Friday, October 27, 2006

Vodka Scooters

Stolen from ScottieMac cos its like so awesome!

The Vodka Scooter... How many times have you woken up in the morning after a hard
night drinking and thought, "How on earth did I get home?" As hard as you try, you cannot piece together your return journey from the pub to your house.

The answer to this puzzle is that you used a "Vodka Scooter". The Vodka Scooter is a mythical
form of transport, owned and leased to the drunk by Bacchus, the Roman God of Wine.
The Vodka Scooter works in the following fashion - The passenger reaches a certain level of drunkenness and the "slurring gland" begins to give off a pheromone. Bacchus or one of his many
sub-contractors detects this pheromone and sends down a winged Vodka Scooter.

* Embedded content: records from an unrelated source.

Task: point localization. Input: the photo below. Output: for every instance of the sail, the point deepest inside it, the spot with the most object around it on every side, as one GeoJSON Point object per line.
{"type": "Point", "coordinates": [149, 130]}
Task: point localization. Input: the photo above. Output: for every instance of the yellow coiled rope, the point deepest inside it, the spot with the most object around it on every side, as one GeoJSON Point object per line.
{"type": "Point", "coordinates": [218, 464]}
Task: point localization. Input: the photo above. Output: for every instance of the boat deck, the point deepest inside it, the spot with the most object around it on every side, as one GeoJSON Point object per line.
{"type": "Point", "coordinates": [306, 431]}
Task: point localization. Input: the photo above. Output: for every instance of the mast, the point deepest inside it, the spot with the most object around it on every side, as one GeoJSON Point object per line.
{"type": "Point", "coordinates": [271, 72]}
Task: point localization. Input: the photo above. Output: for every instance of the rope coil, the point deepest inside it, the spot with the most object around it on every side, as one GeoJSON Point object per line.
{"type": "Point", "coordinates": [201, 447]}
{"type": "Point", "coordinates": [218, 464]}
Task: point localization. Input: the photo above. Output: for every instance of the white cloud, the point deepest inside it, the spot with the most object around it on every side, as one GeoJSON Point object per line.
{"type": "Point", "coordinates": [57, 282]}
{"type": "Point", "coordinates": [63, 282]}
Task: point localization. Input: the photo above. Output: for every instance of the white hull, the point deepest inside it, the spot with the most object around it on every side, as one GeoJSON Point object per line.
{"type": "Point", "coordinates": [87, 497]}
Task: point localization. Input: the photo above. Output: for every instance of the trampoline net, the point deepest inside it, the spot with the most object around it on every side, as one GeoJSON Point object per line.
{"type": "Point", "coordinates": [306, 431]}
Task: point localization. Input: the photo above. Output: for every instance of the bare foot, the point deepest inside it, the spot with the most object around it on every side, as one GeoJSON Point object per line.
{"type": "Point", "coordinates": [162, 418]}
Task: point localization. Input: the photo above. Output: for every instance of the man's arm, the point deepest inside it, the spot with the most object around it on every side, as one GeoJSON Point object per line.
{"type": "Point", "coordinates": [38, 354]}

The Scooter
scoops up the passenger and deposits them in their bedroom via a Trans-Dimensional Portal. This is not cheap to run, so a large portion of the passenger's in-pocket cash is taken as
payment.

This answers the second question after a night out, "How did I spend so
much money?" Unfortunately, Vodka Scooters have a poor safety record and are thought
to be responsible for over 90% of all UDI (Unidentified Drinking Injuries), such as
bruised legs, stubbed toes, scratched hands and a sore spot on the top of your head.
An undocumented feature of the Vodka Scooter is the destruction of time segments
during the trip. The nature of Trans-dimensional Portals dictates that time will be
lost, seemingly unaccounted for?

This answers a third question after a night out, "What the hell happened?" With good intentions, Bacchus opted for the REMIT (Removal of Embarrassing Moments in Time) add on, that automatically removes, in descending order, those parts in time regretted most. Unfortunately one person's REMIT is not necessarily the REMIT of another's and quite often, lost time is regained in discussions over a period of time. Independent studies have also shown that Beer Goggles often cause the Scooter's navigation system to malfunction thus sending passengers to the wrong bedroom with the wrong person, often with horrific consequences. Vodka Scooters come equipped with Thump-A-Lot boots (Patent Pending).

These boots are designed in such a way that no matter how quietly you tip-toe up the
stairs, you are sure to wake either everyone else in the house or your downstairs
neighbours. Special anti-gravity springs ensure that you bump into every wall in the
house and the CTSGS (Coffee Table Seeking Guidance System) explains the bruised
shins. Don't forget the on-board heater, which allows you to comfortably get home
from the pub in sub-zero temperatures, wearing just a small outfit for the ladies or
for the men no jacket. Vodka scooters.........the wonders of modern technology...have you ever had a ride on one??!!